In the direct detection method, the signaling molecule is conjugated to the primary antibody, which recognizes and binds to the protein of interest. Signal strength is determined by how many antibodies bind the protein of interest, while the number of proteins that you can detect in a single assay is limited by the number of signaling molecules that can be distinguished in your application.

The indirect detection method uses an unconjugated primary antibody and a conjugated secondary antibody specific to your primary antibody. Multiple secondary antibodies will bind to a single primary antibody, which significantly increases the signaling molecule to epitope ratio. Secondary antibodies can distinguish between different species of origin, isotypes, and isotype subclasses of a primary antibody, which becomes the limiting factor for the number of proteins you can detect in a single assay.
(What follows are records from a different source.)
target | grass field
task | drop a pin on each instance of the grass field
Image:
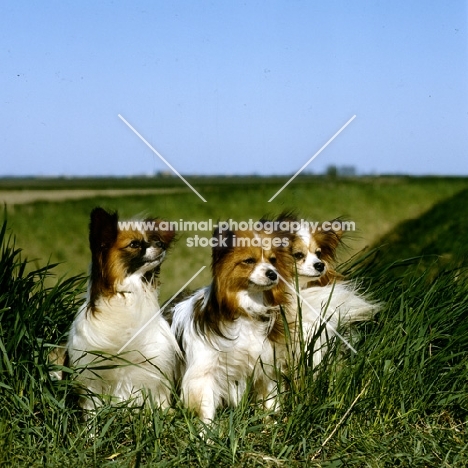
(402, 400)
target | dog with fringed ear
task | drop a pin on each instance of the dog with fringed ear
(231, 332)
(119, 344)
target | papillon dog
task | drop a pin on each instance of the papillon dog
(119, 344)
(231, 332)
(314, 251)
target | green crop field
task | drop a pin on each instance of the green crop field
(402, 400)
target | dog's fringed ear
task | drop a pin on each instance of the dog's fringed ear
(223, 242)
(103, 229)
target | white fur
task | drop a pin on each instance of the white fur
(218, 369)
(339, 305)
(145, 365)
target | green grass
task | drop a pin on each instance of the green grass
(402, 400)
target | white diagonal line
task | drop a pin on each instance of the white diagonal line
(312, 158)
(160, 310)
(330, 327)
(159, 155)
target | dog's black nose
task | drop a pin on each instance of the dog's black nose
(319, 266)
(270, 274)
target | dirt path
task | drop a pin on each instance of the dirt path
(19, 197)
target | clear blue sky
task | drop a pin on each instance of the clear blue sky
(233, 87)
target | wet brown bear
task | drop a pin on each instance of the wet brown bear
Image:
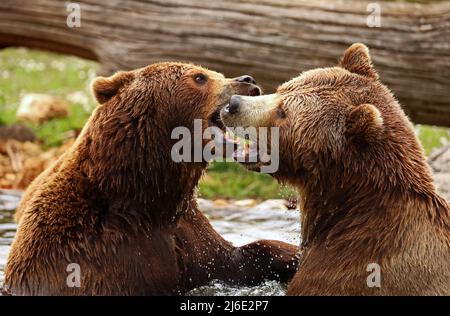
(372, 222)
(118, 206)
Overview of Antibody Applications

Antibody-based applications can be generally classed into four categories:

  • Quantification - used to quantify relative amounts of protein. Includes:
    • Western blot
    • ELISA
  • Capture - used to isolate specific proteins or protein complexes. Includes:
    • Immunoprecipitation (IP)
    • Chromatin immunoprecipitation (ChIP)
  • Visualization - used to visualize protein location. Includes:
    • Immunofluorescence (IF)
    • Immunohistochemistry (IHC)
    • Immunocytochemistry (ICC)
  • Cell Sorting - used to identify, analyze, capture, and sort single cells. Includes:
    • Flow Cytometry

Read on to learn more about the applications common to each category, including an outline of the basic steps needed for each application, important controls, and any special considerations to think about. For step-by-step instructions of many of these applications, visit the Antibody section of the Addgene Protocols page.
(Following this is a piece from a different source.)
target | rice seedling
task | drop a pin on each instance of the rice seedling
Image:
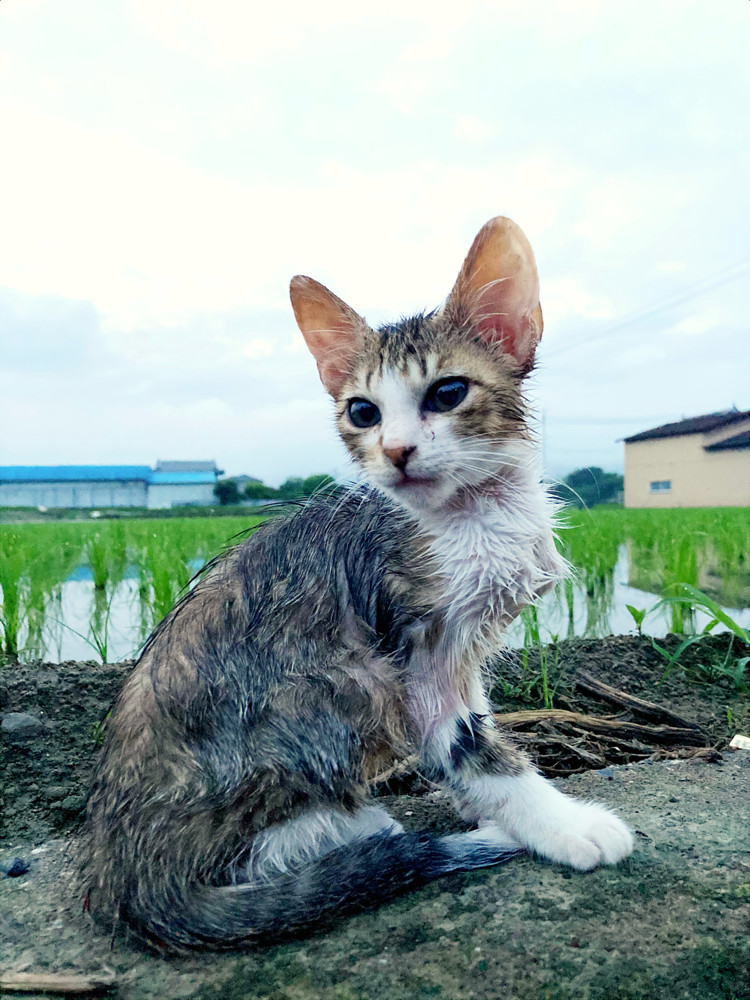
(144, 565)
Antibody Applications - Quantification Methods

Quantification methods, such as western blots or ELISAs, are used to quantify relative amounts of protein.

Western blot

Western blots use antibodies to identify denatured proteins separated by size on an SDS-PAGE gel. Though relative quantification can be done, western blots primarily show a protein’s presence or absence.
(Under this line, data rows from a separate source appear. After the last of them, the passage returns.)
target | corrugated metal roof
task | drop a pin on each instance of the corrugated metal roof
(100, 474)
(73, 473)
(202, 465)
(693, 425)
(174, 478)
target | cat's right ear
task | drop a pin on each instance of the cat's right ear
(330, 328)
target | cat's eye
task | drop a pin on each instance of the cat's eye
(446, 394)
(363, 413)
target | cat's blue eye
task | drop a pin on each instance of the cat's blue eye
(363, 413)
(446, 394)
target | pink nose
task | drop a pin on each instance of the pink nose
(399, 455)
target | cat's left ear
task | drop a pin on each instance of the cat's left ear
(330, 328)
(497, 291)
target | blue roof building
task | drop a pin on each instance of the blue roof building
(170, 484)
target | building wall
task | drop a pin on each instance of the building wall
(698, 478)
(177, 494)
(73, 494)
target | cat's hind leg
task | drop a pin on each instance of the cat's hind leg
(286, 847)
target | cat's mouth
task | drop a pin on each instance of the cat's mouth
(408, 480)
In a western blot, a protein is immobilized on a membrane, bound by a primary antibody, which is then bound by multiple secondary antibodies conjugated to a signaling molecule.
Figure 3: A western blot detecting proteins using the indirect detection method, with a secondary conjugated antibody.

Overview of application

  1. Collect and lyse samples to make proteins available. Tissue samples may need additional processing steps, such as sonication.
  2. Denature proteins, using heat and/or chemicals, and run on an SDS-PAGE gel to separate proteins by size.
  3. Transfer proteins from the gel to a membrane.
  4. Incubate the membrane with an unconjugated primary antibody.
  5. Wash and block the membrane to remove excess antibody and prevent unwanted binding.
  6. Incubate the membrane with a secondary antibody conjugated with HRP.
  7. Wash and block the membrane.
  8. Activate the HRP with a substrate kit.
  9. Image the membrane using either X-ray film in a darkroom or an image capture machine.

Special considerations

The primary antibody must be able to recognize the denatured configuration of the protein. For western blots, monoclonal antibodies tend to have less cross-reactivity and give lower background signals than polyclonal antibodies. However, polyclonal antibodies are more sensitive to lower amounts of protein in the sample.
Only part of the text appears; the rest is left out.